The Relationship Between Europe's East and West: How Racist and How Colonial?

Venue: seminar room 2Q-EG-27, Institute for Eastern European History, Spitalgasse 2, Campus of the University of Vienna, Hof 3.2

It has been suggested, including by the speaker in his book, White But Not Quite: Central Europe’s Illiberal Revolt, that “Eastern European” is a racialized construction, and is generated by a relationship that is in some sense colonial. But, clearly, neither the racialization nor the colonial character are of the typical sort. Why call prejudice and discrimination against White Eastern Europeans racist? Would it not be better described just as xenophobia or regional intolerance? And what can be colonial about a region that belongs to the European Union, the historic heir of colonial privilege? Kalmar answers these questions by locating the (ambiguous) racialization and (partially) colonial character of “Eastern Europe” within the global dynamics of racial capitalism, which reproduces racialized relations of domination at different levels.

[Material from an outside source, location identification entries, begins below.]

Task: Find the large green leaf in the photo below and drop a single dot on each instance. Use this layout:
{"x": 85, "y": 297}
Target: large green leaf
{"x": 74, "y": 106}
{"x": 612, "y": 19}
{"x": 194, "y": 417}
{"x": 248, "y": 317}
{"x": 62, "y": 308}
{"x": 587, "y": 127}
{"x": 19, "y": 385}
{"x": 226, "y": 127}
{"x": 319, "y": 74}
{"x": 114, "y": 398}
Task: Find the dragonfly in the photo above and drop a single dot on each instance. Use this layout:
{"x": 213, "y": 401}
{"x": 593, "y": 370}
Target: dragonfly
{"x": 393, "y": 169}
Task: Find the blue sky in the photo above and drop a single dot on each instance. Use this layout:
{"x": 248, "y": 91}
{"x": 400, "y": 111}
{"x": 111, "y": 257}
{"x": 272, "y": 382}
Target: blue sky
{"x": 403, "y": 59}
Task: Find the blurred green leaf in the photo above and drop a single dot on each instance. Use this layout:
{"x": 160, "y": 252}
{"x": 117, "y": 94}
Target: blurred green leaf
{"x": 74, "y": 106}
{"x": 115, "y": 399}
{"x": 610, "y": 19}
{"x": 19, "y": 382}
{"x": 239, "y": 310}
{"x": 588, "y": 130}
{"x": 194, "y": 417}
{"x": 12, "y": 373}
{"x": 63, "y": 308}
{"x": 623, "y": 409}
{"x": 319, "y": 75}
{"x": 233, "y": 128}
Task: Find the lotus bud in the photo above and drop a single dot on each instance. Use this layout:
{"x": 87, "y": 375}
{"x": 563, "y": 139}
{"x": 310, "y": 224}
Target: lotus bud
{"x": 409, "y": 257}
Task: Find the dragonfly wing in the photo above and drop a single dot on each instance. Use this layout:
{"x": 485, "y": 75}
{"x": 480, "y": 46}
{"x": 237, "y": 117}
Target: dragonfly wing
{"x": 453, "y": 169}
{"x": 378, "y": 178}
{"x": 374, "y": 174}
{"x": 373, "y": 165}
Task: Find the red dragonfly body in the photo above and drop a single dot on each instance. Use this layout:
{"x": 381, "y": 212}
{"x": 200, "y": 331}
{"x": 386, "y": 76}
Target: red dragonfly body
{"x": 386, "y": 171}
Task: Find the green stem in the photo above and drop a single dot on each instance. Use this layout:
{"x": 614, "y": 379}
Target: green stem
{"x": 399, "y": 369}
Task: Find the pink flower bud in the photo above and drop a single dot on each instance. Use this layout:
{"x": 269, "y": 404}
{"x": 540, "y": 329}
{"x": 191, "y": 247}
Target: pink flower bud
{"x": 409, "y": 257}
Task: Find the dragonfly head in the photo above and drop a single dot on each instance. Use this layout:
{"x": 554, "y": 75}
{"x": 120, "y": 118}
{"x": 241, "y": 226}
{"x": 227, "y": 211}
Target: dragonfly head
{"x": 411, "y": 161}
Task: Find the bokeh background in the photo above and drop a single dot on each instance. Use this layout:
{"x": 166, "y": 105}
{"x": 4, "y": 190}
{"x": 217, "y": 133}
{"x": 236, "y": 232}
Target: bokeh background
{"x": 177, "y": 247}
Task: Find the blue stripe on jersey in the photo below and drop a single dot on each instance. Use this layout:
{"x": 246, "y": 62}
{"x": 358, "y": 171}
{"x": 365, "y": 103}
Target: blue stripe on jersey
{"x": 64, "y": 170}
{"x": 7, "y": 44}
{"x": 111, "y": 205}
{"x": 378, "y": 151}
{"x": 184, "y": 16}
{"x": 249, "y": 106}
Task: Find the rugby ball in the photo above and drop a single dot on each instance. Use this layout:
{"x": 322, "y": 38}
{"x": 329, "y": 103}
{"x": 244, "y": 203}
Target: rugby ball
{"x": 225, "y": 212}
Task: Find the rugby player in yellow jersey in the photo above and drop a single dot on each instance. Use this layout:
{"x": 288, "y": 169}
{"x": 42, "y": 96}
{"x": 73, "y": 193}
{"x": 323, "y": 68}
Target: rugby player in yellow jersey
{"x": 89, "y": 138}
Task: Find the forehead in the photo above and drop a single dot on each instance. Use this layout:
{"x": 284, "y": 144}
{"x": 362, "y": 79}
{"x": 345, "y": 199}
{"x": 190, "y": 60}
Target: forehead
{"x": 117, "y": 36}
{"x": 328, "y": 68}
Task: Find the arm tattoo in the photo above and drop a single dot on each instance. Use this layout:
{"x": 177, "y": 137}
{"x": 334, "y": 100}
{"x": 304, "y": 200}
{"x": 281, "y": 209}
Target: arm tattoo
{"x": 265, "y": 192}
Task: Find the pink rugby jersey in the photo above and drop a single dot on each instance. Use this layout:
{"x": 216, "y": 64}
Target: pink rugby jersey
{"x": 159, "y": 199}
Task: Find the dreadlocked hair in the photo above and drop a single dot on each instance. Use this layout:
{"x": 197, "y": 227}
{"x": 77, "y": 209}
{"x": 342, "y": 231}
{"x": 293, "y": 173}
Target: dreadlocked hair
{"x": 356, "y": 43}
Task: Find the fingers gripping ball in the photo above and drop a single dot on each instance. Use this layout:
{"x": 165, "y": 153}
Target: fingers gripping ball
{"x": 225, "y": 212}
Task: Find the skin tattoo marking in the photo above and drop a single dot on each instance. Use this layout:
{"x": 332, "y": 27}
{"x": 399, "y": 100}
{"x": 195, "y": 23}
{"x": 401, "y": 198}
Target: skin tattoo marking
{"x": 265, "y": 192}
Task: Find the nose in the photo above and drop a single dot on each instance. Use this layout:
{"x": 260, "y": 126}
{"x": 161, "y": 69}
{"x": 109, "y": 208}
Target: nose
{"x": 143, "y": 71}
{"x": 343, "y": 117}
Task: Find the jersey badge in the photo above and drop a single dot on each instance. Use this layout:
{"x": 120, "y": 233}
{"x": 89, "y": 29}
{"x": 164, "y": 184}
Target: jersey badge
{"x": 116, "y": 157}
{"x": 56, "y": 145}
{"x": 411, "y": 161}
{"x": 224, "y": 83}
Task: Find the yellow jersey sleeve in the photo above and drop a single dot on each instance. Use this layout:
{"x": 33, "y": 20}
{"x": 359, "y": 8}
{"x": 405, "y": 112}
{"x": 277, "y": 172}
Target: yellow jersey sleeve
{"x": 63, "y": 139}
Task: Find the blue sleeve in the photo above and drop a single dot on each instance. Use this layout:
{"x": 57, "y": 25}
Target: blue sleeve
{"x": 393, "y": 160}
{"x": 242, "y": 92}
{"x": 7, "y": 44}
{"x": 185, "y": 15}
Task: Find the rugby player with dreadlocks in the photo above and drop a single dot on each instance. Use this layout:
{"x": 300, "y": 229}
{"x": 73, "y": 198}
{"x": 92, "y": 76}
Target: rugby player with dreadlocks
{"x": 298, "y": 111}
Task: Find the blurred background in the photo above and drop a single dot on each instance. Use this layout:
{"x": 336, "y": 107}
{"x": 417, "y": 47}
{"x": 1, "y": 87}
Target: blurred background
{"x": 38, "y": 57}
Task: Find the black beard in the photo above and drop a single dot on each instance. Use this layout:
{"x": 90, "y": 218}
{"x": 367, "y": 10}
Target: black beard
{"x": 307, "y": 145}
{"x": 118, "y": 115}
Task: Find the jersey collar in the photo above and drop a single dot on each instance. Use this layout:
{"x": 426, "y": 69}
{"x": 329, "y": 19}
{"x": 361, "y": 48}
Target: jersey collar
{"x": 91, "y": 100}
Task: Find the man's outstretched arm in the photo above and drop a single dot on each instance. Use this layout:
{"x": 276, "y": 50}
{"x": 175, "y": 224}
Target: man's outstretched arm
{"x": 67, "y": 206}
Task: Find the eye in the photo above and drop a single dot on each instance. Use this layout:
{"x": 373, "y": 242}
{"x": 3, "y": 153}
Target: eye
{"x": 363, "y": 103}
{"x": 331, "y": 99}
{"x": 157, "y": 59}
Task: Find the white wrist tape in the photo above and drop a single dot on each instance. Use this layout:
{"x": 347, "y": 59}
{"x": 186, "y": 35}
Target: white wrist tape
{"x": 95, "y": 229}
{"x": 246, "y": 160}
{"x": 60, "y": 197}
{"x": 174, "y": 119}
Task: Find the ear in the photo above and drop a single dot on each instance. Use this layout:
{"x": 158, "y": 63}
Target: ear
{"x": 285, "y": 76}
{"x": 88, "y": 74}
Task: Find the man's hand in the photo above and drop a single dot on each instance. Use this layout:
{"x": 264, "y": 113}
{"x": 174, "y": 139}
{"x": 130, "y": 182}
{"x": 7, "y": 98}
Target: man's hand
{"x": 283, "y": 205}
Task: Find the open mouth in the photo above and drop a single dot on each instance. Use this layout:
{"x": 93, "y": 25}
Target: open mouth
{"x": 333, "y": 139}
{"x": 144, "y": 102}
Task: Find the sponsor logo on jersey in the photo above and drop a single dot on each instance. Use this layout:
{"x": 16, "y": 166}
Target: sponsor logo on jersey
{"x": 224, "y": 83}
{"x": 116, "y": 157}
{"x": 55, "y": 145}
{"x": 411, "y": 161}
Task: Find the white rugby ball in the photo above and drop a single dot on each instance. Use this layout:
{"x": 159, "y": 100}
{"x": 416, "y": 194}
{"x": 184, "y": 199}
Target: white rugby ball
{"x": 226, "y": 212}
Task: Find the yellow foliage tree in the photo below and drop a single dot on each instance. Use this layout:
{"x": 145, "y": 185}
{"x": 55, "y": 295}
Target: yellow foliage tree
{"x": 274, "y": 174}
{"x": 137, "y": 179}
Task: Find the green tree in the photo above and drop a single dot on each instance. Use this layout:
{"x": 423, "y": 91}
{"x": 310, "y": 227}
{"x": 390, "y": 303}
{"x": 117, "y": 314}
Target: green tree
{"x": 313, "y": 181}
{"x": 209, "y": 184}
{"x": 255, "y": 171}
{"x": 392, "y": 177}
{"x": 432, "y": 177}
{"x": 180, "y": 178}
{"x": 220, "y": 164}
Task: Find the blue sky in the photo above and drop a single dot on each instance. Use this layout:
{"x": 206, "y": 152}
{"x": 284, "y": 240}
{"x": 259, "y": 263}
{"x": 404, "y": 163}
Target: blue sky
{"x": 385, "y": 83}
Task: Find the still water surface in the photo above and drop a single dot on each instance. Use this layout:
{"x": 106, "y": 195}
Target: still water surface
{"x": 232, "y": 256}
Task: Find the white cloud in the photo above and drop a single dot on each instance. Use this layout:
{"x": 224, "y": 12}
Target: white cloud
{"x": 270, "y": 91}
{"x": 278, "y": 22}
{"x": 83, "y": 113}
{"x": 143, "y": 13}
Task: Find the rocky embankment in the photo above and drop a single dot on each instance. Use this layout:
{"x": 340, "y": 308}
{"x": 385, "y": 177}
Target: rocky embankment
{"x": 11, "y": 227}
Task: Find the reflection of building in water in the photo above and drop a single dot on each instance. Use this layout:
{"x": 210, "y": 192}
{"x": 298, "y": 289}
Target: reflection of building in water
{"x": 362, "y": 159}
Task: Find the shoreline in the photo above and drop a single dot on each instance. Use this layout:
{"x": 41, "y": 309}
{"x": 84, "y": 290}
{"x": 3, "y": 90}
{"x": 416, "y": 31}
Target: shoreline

Ivan Kalmar’s research has addressed a wide range of topics ranging from Inuit language and the mythology of the computer, to the image of Muslims and Jews in western Christian cultural history. Currently his research focuses on illiberalism in Europe, with a focus on relations between the post-communist members of the European Union and the rest (including between the East and the West in Germany). Prof. Kalmar has co-edited Orientalism and the Jews (University Press of New England, 2005) and published Early Orientalism: Imagined Islam and the Notion of Sublime Power (Routledge, 2012). His latest book is White But Not Quite: Central Europe’s Populist Revolt (University of Bristol Press, 2022). Prof. Kalmar’s has edited a special issue of Patterns of Prejudice on Islamophobia in the East of the European Union and, together with Nitzan Shoshan, a special issue of The Journal of Contemporary European Studies called Islamophobia in Germany: East/West. Most recently he has co-edited, with Aleksandra Lewicki, a special issue of the Journal of Ethnic and Migration Studies on "Race, Racialization, and the East of the European Union."